Die Detailvielfalt in „Baymax – Riesiges Robowabohu“ findet nicht nur in der Figur Baymax ihre Höhepunkte, sondern allen voran im Design der fiktiven Stadt San Fransokyo
Wie schon in „Frozen“ führt auch Disneys neuester Streich den Trend zur übersichtlichen Vermischung realistischer und fantastischer Elemente fort und geht damit wiederum in bester Marvel-Tradition vor. Schon visuell kreieren die Macher die perfekte Illusion und erschaffen aus Tatsachen eine Fantasy-Welt: Die Macher lassen die beiden Weltmetropolen San Francisco und Tokio verschmelzen. Es entsteht die fiktive Stadt San Fransokyo, eine atemberaubende 3D-Welt, mit der die verantwortlichen Animatoren ein Ausrufezeichen hinter die Möglichkeiten der modernen Computeranimation setzen. Während die steilen Straßen und die kühlen Hochhäuser eindeutig dem amerikanischen San Francisco entlehnt sind, sind die japanischen Einflüsse in der Häusergestaltung und dem Design der Figuren allgegenwärtig. Die vielen Einzelheiten der Animation beim ersten Blick auf die einzelnen Szenen zu entdecken, kommt einem Ding der Unmöglichkeit gleich; so sehr fesselt die naturgetreue Maßarbeit der Gestalter, deren Liebe zum Detail in der optischen Aufmachung von Baymax selbst ihren Höhepunkt findet. Der Roboter, der an eine Mischung aus Marshmellow und einem berühmten Autoreifenhersteller-Maskottchen erinnert, existiert zwar nur auf der Leinwand. Doch schon die szenische Vorstellung der Hauptfigur lässt erahnen, welches Hintergrundwissen sich die Macher angeeignet haben müssen, um Baymax auch nur zu animieren. Daneben wirkt das Design der menschlichen Haupt- und Nebenfiguren fast schon minimalistisch und geht ein wenig weg vom naturgetreuen Antlitz des Menschen. Mit übergroßen Nasen, hervorgehobenen Augenbrauen und nicht ganz realistischen Körper-Proportionen macht man sich die Freiheiten des Animationsfilms zunutze – und hat Erfolg. Baymax bleibt durchgehend der Mittelpunkt des Geschehens, dem in der deutschen Fassung übrigens ein brillant aufgelegter Bastian Pastewka seine Stimme leiht (Hier geht’s zum Interview!).
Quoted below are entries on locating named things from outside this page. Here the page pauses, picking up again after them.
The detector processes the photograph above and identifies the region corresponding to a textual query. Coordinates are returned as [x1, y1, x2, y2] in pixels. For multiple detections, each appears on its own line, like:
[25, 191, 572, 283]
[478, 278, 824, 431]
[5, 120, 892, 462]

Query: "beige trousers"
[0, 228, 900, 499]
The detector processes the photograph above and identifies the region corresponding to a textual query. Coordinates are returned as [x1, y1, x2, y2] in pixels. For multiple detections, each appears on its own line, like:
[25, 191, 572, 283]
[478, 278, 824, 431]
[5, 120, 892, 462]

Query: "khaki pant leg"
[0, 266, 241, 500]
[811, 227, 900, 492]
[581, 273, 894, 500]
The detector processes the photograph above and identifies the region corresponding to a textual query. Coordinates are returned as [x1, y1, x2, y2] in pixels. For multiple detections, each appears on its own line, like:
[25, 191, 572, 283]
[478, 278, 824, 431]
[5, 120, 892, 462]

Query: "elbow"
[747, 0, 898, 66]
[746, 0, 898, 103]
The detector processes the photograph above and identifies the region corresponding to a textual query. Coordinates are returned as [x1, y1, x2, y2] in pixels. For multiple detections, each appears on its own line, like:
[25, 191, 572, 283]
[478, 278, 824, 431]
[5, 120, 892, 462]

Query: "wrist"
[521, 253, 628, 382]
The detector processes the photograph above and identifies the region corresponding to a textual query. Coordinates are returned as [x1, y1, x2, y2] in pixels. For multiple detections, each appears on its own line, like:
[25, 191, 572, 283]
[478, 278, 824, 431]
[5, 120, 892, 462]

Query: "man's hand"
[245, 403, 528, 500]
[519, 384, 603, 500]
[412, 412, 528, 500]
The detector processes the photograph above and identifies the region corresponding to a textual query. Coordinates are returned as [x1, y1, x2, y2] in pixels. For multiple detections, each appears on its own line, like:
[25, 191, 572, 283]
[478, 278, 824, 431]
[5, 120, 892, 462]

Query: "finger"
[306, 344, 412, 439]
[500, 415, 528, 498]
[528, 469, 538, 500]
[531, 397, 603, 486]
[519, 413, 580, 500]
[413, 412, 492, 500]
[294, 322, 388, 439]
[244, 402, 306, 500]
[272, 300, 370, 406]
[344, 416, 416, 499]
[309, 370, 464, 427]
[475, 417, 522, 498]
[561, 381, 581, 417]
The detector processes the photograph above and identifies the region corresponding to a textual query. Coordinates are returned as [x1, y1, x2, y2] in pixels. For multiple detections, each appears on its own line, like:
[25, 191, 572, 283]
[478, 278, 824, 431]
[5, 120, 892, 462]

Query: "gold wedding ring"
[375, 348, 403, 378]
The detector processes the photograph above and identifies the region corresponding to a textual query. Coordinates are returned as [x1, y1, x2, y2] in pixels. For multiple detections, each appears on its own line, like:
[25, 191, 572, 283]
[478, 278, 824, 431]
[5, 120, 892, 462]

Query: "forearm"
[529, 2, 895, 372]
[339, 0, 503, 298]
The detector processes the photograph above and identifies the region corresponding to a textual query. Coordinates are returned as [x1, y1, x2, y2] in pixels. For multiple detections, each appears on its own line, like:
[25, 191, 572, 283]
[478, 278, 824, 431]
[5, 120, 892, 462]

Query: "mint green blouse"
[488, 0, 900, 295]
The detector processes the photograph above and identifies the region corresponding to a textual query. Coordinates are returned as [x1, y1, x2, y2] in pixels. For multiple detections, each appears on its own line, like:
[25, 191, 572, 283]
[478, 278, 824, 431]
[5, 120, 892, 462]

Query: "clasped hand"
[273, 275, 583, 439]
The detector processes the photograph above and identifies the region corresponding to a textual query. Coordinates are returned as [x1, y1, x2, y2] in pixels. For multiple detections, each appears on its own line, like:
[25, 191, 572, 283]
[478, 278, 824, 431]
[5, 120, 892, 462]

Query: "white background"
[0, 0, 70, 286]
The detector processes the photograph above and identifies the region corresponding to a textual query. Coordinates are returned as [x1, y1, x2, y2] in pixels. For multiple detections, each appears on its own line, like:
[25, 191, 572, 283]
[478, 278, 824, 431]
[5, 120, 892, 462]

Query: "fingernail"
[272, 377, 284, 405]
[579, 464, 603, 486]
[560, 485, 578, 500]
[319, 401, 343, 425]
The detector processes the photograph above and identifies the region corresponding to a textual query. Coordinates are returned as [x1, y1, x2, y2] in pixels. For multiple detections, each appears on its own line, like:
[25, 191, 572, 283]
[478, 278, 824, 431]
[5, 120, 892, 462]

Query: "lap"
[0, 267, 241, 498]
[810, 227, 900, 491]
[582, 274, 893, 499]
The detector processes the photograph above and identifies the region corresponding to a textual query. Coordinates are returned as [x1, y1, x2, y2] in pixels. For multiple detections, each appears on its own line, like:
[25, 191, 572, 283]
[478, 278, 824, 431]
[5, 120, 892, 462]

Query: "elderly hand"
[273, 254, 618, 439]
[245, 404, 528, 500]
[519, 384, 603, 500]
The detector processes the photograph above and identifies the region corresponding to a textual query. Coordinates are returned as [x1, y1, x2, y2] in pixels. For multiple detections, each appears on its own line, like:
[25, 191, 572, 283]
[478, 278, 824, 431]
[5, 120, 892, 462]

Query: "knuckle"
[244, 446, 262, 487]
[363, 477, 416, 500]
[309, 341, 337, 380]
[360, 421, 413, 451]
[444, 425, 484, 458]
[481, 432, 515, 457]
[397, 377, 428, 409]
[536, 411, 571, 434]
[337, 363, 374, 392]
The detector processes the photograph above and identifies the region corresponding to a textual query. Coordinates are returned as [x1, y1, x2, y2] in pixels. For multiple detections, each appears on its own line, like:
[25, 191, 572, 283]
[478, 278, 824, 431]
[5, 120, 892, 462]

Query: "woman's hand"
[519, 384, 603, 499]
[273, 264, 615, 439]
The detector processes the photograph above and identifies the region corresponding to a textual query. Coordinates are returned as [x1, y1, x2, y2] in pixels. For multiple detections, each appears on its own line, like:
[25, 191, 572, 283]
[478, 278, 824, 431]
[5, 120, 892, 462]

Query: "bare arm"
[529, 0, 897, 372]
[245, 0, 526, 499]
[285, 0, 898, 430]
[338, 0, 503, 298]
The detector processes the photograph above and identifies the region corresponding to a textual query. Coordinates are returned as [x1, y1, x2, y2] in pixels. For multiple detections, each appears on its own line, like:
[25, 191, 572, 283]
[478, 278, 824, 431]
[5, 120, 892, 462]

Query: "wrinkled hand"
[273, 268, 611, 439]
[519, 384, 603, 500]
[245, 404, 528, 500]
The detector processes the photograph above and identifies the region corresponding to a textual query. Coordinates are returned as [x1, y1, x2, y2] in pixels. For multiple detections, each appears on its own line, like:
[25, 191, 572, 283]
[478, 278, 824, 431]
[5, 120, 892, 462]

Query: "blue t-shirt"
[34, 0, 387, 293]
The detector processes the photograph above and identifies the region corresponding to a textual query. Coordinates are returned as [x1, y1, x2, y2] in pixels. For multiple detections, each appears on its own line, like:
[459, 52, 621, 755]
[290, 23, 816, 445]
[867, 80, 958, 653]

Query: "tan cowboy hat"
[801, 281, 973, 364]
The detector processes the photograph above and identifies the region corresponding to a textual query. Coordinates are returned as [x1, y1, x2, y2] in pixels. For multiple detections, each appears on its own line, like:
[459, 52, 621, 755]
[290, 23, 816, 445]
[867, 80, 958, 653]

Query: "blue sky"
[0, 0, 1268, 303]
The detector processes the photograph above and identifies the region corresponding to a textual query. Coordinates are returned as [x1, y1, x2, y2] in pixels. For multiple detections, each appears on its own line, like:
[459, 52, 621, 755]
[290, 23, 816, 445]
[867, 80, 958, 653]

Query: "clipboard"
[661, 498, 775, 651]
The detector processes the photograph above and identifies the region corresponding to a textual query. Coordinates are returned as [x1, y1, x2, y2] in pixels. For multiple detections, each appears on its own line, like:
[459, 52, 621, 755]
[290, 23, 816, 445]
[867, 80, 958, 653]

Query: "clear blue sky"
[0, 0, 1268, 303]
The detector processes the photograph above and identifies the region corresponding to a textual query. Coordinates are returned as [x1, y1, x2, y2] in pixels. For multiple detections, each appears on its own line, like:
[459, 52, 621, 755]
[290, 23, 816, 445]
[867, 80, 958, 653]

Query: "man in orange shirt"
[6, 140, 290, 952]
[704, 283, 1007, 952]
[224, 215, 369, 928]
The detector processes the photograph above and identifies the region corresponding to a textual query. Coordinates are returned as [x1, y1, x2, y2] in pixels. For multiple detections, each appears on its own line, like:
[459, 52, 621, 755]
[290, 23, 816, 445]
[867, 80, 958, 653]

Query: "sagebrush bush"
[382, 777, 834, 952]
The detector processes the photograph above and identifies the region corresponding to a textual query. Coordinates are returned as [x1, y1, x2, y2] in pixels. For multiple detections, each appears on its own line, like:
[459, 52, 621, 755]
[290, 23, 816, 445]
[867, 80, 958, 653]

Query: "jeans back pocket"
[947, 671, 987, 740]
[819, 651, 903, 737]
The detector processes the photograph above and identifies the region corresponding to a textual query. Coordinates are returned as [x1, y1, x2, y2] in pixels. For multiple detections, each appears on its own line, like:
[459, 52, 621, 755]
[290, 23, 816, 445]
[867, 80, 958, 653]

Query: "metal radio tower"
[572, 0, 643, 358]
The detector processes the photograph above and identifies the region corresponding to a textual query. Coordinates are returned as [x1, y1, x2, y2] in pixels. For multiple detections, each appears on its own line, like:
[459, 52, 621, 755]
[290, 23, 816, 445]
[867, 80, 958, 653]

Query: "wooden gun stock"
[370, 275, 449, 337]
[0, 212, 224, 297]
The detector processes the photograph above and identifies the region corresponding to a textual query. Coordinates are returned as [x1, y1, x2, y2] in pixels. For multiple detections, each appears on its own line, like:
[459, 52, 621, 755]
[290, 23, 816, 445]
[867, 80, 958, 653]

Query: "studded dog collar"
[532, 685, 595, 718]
Neben der nahe an der Perfektion befindlichen Animationstechnik unterstreicht ein treibender Orchesterscore von Henry Jackman („Ralph reicht’s“) das Geschehen, während der Titelsong „Immortals“ von Fall Out Boy zwar nicht die Chance auf einen Kultklassiker hat, die Seele des aufbegehrenden, jugendlichen Films jedoch perfekt untermauer. Die Geschichte selbst folgt einerseits den gängigen Erzählstrukturen klassischer Familienfilme, kombiniert diese aber – wie eingangs erwähnt – mit einem guten Schuss Abenteueraction, die zu keinem Zeitpunkt dem typischen Superheldenfilm-Pathos frönt, sondern bis zum Schluss fast wie ein Antihelden-Abenteuer funktioniert. Hiro und seine Freunde sind keine geborenen Weltenretter, sondern kämpfen mit ganz alltäglichen Problemen, in die sich Jung und Alt hineinversetzen kann. Dies führt dazu, dass sich „Baymax – Riesiges Robowabohu“ sowohl in Gänze ohne Leerlauf, als auch dynamisch sehr ausgewogen präsentiert. Der tragische Unfall zu Beginn des Films sowie der obligatorische Endkampf fügen sich in das Storykonstrukt und sorgen für ein absolut rundes Erscheinungsbild. Für Abstriche in der B-Note sorgt da ein stellenweise leider etwas zu einfach gestricktes Drehbuch, das zwar genau auf die junge, vielleicht sogar noch mitknobelnde Zielgruppe abgestimmt ist, den erwachsenen Kinogänger jedoch möglicherweise ein Stück weit langweilen könnte, sofern sich dieser denn revolutionäre Sprünge im Storytelling erhofft. Auch die Charakterzeichnung einiger Nebenfiguren bleibt zu Gunsten des Protagonisten-Duos stellenweise auf der Strecke, was sich mit etwaigen Fortsetzungen jedoch locker ausgleichen ließe.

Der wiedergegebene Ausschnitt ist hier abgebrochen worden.